Balance Sheet & Cash Flow
The company’s leverage remains comfortable with a Net Debt/EBITDA ratio of 1.23x as of September 30, 2025, marginally up from 1.19x the previous year due to capex deployment but well within the management’s guidance cap of 2.0x.
Strategic Positioning in the Green Metal Super-Cycle
Aluminium is critical to the global energy transition, specifically in light-weighting electric vehicles (EVs) and expanding renewable energy grids. Hindalco’s integrated model allows it to capture value across the chain, from mining bauxite to producing high-margin flat-rolled products (FRP) via Novelis. Unlike pure-play commodity producers, Hindalco’s significant downstream capacity (Novelis accounts for ~60% of revenue) provides a hedge against LME volatility.
The company is currently executing a significant capex cycle, including the expansion of the Aditya Aluminium smelter (193 KT addition) and the massive Bay Minette rolling facility in the US, which will cement its leadership in the North American beverage can and automotive sheet markets. Furthermore, the Indian copper division continues to deliver record EBITDA, driven by high by-product realizations (sulphuric acid) and robust domestic demand for copper rods in infrastructure projects.
Financial Analysis
Profit & Loss Outlook
We forecast a Revenue CAGR of 5.8% over FY25-27E, reaching INR 266,874 crore by FY27E. This growth is driven by the ramp-up of downstream capacities in India and the commissioning of Novelis’ new rolling lines. We expect EBITDA margins to expand from 13.0% in FY25A to 13.5% in FY27E, as the benefits of the lower-cost coal mix and higher share of VAP materialize.
- FY26E: We estimate Revenue of INR 257,829 crore and EBITDA of INR 33,924 crore.

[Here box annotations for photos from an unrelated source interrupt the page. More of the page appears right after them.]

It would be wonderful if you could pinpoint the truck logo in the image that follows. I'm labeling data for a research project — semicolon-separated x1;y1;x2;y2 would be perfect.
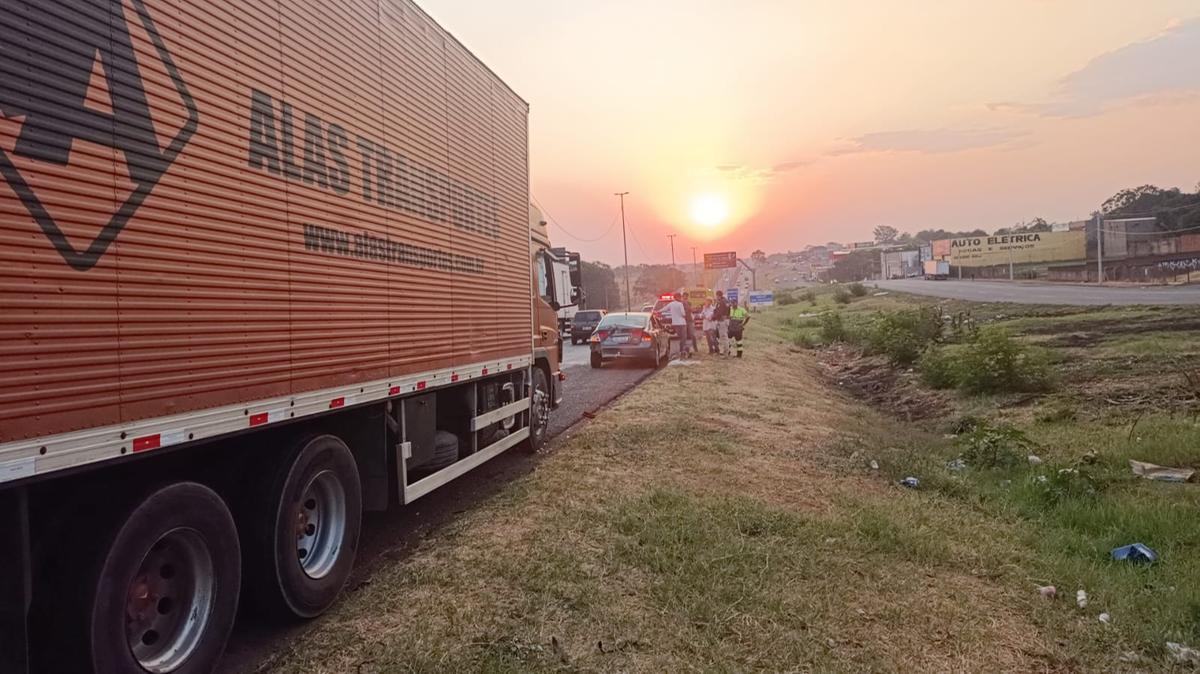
0;0;199;271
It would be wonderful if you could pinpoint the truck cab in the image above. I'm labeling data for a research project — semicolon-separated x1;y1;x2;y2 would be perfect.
529;205;582;398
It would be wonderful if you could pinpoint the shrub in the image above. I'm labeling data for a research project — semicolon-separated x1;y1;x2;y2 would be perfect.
917;347;959;389
1033;468;1104;504
864;308;942;366
817;312;848;344
792;330;821;349
958;325;1052;393
958;422;1034;468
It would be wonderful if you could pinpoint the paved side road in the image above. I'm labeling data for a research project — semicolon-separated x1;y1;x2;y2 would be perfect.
872;278;1200;306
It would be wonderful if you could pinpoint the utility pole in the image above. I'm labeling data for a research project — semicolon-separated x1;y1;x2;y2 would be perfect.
616;192;634;313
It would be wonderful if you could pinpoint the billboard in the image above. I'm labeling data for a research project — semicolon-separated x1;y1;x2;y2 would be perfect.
930;239;950;260
704;252;738;269
750;290;775;308
935;231;1086;266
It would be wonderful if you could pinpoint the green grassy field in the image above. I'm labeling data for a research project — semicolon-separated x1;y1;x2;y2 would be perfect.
262;284;1200;673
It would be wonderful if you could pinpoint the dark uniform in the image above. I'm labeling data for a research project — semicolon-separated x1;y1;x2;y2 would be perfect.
730;306;750;359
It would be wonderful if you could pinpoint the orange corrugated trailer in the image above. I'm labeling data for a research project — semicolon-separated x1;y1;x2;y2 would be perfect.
0;0;571;672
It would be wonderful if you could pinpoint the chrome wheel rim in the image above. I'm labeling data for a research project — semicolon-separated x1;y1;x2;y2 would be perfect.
295;470;346;579
125;528;216;674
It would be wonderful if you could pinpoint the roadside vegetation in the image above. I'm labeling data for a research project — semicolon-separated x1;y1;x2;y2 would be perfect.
267;281;1200;673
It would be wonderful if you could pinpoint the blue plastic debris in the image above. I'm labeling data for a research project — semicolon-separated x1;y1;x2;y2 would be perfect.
1112;543;1158;564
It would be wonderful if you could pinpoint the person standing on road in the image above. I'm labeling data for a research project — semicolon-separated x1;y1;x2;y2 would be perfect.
662;293;689;359
696;299;720;354
713;290;730;356
682;290;700;354
730;302;750;359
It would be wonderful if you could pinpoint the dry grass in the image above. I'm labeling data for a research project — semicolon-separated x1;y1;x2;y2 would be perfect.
255;317;1180;674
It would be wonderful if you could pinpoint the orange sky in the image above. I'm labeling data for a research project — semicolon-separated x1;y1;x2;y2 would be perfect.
419;0;1200;263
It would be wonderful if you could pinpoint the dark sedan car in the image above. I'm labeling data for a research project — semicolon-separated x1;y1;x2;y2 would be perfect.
571;309;608;344
590;313;671;367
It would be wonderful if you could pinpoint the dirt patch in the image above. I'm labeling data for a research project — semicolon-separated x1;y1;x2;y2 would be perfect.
1022;315;1200;335
1043;332;1106;349
820;344;950;421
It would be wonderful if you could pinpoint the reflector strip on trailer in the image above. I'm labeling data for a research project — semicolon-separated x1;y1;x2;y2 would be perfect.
0;355;533;483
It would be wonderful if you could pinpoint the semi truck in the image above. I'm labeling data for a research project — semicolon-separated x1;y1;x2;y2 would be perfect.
550;247;584;339
0;0;575;674
924;260;950;281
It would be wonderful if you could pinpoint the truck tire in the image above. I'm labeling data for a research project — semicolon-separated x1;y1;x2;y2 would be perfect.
50;482;241;674
422;431;460;473
244;435;362;619
521;366;550;453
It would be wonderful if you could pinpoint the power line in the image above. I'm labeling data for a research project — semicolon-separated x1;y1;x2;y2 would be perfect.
533;197;617;243
1103;227;1200;236
629;209;653;264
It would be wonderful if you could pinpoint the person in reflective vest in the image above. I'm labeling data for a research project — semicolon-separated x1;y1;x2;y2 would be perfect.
730;302;750;359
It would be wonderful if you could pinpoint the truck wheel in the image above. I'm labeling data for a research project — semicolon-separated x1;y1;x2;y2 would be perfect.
78;482;241;674
522;367;550;453
245;435;362;619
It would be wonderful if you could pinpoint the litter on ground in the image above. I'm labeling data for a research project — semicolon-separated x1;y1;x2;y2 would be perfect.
1129;459;1196;482
1112;543;1158;564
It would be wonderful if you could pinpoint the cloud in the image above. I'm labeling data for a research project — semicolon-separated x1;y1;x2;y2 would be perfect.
715;161;809;182
989;18;1200;118
770;162;809;173
827;128;1028;156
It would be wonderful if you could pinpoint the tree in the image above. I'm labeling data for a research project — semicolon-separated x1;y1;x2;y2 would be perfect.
1100;185;1200;231
634;265;686;308
580;261;625;311
996;217;1054;234
875;224;900;243
829;251;880;283
1100;185;1163;215
913;229;988;243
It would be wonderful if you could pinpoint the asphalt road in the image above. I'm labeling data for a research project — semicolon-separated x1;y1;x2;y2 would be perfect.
218;341;653;674
871;278;1200;306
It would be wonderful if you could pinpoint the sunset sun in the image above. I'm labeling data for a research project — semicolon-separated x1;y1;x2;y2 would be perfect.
691;194;730;228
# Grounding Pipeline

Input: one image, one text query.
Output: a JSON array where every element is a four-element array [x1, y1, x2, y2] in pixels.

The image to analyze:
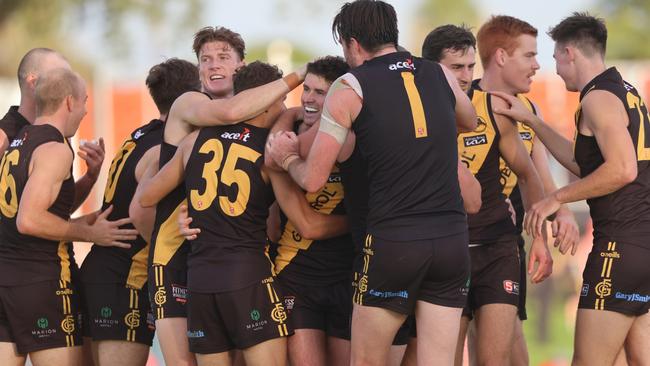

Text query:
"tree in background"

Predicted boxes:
[[594, 0, 650, 60], [0, 0, 203, 76]]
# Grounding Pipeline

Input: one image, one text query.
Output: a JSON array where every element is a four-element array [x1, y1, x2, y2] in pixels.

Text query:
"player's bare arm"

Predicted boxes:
[[440, 65, 477, 132], [458, 160, 482, 214], [531, 137, 580, 255], [72, 137, 106, 211], [524, 90, 637, 236], [177, 67, 306, 127], [16, 142, 137, 248], [491, 91, 580, 176], [138, 130, 199, 207], [129, 145, 160, 243], [266, 169, 348, 240], [491, 97, 553, 283], [267, 87, 362, 192]]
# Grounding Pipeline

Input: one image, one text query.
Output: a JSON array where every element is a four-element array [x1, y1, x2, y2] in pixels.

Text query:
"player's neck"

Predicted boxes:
[[246, 111, 273, 128], [576, 58, 607, 90], [478, 69, 517, 95], [18, 95, 36, 123], [32, 108, 67, 136], [365, 45, 397, 61]]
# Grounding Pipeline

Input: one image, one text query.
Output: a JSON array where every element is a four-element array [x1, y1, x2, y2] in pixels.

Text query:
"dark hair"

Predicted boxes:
[[233, 61, 282, 94], [332, 0, 399, 52], [422, 24, 476, 62], [192, 27, 246, 60], [476, 15, 537, 68], [307, 56, 350, 84], [145, 58, 201, 114], [548, 12, 607, 56]]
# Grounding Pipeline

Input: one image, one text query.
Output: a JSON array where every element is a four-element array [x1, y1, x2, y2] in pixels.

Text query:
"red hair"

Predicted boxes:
[[476, 15, 537, 68]]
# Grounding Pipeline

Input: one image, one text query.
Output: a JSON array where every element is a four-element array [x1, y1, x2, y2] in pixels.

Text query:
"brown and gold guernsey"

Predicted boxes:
[[185, 123, 273, 293], [275, 168, 354, 286], [0, 124, 74, 286], [350, 52, 467, 241], [0, 105, 30, 141], [457, 87, 515, 244], [81, 119, 164, 289], [575, 67, 650, 248], [149, 141, 190, 270], [499, 94, 537, 233]]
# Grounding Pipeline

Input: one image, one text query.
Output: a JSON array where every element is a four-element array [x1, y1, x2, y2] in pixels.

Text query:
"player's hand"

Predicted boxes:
[[528, 232, 553, 283], [551, 210, 580, 255], [77, 137, 106, 181], [178, 205, 201, 240], [90, 205, 138, 249], [524, 194, 562, 238], [506, 198, 517, 225], [490, 91, 535, 125], [264, 131, 300, 167]]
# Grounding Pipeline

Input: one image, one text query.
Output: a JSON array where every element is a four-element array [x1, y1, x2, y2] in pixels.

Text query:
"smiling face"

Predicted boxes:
[[440, 47, 476, 92], [553, 43, 580, 92], [503, 34, 539, 93], [300, 73, 331, 126], [199, 41, 244, 98]]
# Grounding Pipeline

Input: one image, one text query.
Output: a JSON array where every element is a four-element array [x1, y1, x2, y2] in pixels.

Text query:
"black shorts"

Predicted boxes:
[[352, 264, 408, 346], [187, 277, 293, 354], [578, 240, 650, 316], [83, 283, 156, 346], [277, 276, 352, 340], [0, 280, 82, 354], [517, 235, 528, 321], [463, 236, 522, 318], [353, 231, 469, 315], [148, 264, 187, 320]]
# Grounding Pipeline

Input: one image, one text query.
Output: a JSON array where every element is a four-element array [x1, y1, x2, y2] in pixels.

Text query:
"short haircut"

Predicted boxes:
[[422, 24, 476, 62], [192, 27, 246, 60], [18, 47, 63, 89], [332, 0, 399, 52], [233, 61, 282, 94], [548, 12, 607, 56], [476, 15, 537, 68], [34, 68, 82, 116], [307, 56, 350, 84], [145, 58, 201, 114]]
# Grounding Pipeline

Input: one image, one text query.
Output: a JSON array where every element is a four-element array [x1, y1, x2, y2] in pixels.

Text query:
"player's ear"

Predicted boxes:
[[65, 95, 74, 112], [494, 47, 508, 66], [564, 46, 577, 62]]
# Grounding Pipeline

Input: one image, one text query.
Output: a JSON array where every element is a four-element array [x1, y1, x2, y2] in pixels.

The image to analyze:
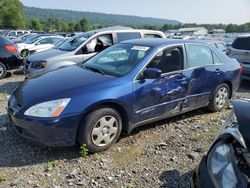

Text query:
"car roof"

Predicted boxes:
[[121, 38, 213, 48]]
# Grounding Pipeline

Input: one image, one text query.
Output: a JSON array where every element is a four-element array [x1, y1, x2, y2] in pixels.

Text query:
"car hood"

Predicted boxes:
[[28, 48, 68, 62], [13, 66, 115, 107]]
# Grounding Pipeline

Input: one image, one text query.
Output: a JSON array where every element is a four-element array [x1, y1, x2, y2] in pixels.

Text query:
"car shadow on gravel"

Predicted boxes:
[[238, 80, 250, 93], [0, 116, 80, 168], [127, 108, 211, 138], [159, 169, 193, 188]]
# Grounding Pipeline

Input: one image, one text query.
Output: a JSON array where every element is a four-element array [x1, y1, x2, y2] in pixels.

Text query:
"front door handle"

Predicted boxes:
[[215, 69, 221, 74], [175, 77, 187, 82]]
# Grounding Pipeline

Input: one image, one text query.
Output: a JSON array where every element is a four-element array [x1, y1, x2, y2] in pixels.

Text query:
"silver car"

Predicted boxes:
[[227, 36, 250, 80], [24, 28, 166, 77]]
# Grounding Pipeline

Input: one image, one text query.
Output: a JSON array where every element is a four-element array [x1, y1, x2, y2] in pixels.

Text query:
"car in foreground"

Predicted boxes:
[[17, 35, 64, 57], [24, 27, 165, 77], [227, 36, 250, 80], [8, 39, 240, 152], [0, 35, 22, 79], [191, 99, 250, 188]]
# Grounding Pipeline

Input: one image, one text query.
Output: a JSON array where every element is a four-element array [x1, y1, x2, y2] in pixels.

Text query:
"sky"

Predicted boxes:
[[20, 0, 250, 24]]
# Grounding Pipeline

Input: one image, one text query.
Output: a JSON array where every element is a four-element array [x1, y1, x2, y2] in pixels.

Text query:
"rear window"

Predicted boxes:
[[232, 37, 250, 50], [144, 34, 162, 39], [117, 32, 141, 42], [0, 35, 13, 45]]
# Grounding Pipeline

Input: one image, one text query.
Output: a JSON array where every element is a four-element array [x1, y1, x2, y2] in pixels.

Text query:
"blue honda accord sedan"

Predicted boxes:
[[8, 39, 241, 152]]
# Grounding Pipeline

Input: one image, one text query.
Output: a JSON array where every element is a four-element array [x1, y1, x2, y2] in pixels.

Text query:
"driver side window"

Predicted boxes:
[[85, 34, 113, 53], [147, 47, 183, 74]]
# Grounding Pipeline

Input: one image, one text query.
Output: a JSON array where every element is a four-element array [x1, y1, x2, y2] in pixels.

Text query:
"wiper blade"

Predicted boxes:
[[84, 65, 105, 75]]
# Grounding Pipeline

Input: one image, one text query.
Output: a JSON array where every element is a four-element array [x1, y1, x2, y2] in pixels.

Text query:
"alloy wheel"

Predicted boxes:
[[91, 116, 119, 146], [215, 87, 228, 108]]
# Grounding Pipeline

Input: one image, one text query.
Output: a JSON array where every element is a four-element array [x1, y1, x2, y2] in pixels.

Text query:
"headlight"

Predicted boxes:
[[24, 98, 70, 117], [31, 61, 47, 69], [208, 143, 247, 188]]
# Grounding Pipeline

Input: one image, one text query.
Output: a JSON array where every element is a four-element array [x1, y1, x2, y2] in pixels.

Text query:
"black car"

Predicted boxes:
[[0, 35, 22, 79], [191, 100, 250, 188]]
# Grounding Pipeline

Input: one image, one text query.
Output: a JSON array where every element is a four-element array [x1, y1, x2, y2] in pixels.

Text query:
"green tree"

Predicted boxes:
[[30, 18, 43, 31], [0, 0, 25, 29]]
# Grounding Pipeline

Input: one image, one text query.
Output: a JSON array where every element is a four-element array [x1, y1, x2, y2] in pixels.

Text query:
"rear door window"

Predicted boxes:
[[116, 32, 141, 43], [187, 44, 214, 67], [144, 33, 162, 38], [232, 37, 250, 50]]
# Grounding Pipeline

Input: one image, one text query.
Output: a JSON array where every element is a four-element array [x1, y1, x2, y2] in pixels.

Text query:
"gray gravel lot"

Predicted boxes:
[[0, 71, 250, 188]]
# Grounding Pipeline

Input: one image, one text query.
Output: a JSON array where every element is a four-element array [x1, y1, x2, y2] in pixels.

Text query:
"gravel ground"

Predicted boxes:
[[0, 71, 250, 188]]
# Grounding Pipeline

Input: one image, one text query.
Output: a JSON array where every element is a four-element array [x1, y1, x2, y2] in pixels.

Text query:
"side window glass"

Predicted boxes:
[[217, 43, 227, 52], [187, 44, 213, 67], [117, 32, 141, 43], [144, 34, 162, 38], [213, 52, 222, 65], [51, 38, 62, 44], [85, 34, 113, 53], [37, 38, 51, 44], [147, 47, 183, 74]]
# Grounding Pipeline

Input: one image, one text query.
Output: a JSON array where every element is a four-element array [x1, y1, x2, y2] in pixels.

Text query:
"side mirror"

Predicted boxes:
[[143, 68, 162, 79]]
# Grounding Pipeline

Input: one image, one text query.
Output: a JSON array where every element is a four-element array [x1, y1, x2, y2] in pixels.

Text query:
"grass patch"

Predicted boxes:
[[0, 174, 6, 182], [47, 161, 58, 168]]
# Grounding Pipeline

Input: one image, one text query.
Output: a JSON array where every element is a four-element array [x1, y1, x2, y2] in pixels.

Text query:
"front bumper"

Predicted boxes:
[[191, 156, 215, 188], [241, 63, 250, 80], [8, 108, 79, 147]]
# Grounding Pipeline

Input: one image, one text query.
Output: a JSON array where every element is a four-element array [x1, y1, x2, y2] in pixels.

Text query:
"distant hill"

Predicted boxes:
[[24, 6, 180, 26]]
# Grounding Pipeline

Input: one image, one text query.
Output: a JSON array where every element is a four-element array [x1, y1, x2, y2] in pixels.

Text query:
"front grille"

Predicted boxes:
[[242, 62, 250, 65]]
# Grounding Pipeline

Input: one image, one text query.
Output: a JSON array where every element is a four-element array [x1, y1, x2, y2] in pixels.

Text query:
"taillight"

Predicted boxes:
[[226, 49, 231, 55], [239, 67, 243, 73], [4, 45, 17, 52]]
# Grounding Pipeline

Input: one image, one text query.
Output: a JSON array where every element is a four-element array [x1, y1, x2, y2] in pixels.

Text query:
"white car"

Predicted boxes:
[[17, 36, 64, 57]]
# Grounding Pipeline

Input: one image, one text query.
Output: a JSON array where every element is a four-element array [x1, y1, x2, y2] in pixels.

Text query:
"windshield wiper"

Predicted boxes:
[[84, 65, 105, 75]]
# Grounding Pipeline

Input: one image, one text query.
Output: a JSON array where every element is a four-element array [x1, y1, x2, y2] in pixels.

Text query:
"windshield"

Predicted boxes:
[[25, 36, 40, 44], [83, 44, 151, 77], [59, 34, 92, 51]]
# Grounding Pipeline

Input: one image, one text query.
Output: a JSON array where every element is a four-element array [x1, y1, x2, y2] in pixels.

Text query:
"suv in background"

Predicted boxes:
[[0, 35, 22, 79], [24, 27, 166, 77], [226, 36, 250, 80]]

- FY27E: We estimate Revenue of INR 266,874 crore and EBITDA of INR 35,928 crore.
Ratio Analysis
- Return Ratios: ROE is projected to moderate slightly to 11.3% in FY27E (from 12.9% in FY25) due to the heavy capital work-in-progress (CWIP) associated with Bay Minette, which will not immediately contribute to earnings. However, ROCE remains robust at ~12%.
- Liquidity: The current ratio is healthy at 1.5x (FY26E), indicating sufficient liquidity to meet short-term obligations.
- Coverage: Interest coverage is exceptionally strong at 7.0x for FY26E, underscoring the company’s ability to service its debt even in a downturn.
Peers & Relative Valuation
Hindalco trades at a discount to its global and domestic peers when adjusted for its business mix. While pure-play miners like Vedanta trade at lower multiples due to governance and debt overhangs, Hindalco warrants a premium due to its conversion business model (Novelis).
Investment Risks & Mitigants
Principal Downside Risks
- Commodity Price Volatility: While Novelis is shielded via pass-through contracts, the Indian Upstream business is exposed to LME fluctuations. A sharp drop in LME Aluminium below $2,200/t would erode margins. Hindalco’s increasing integration into downstream VAP reduces sensitivity to LME prices over time.
- Energy Costs (Coal): Indian operations rely heavily on coal. Supply disruptions or sharp price hikes in e-auction coal can impact the cost of production. The company has secured several coal linkages and owns captive mines (Chakla, Meenakshi) which provide partial hedge against market volatility.
- Capex Execution Risk: The Bay Minette project is massive ($2.5bn+). Delays or cost overruns could drag on return ratios (RoCE) and free cash flow for longer than expected. Management has a strong track record of project execution (e.g., Aditya Smelter ramp-up).
- Currency Fluctuations: A strengthening INR vs USD negatively impacts the realization of Indian exports and the translation of Novelis’ earnings.
Catalysts & Monitoring Checklist
Investors should track the following events over the next 12 months:
- Bay Minette Commissioning (2H 2026): Any announcements regarding the start of cold mill commissioning will de-risk the growth narrative.
- LME Price Trends: Sustained strength in LME Aluminium >$2,500/t and Copper >$9,500/t.
- Quarterly Deleveraging: Monitoring the Net Debt/EBITDA trajectory to ensure it stays near or below 1.5x despite heavy capex.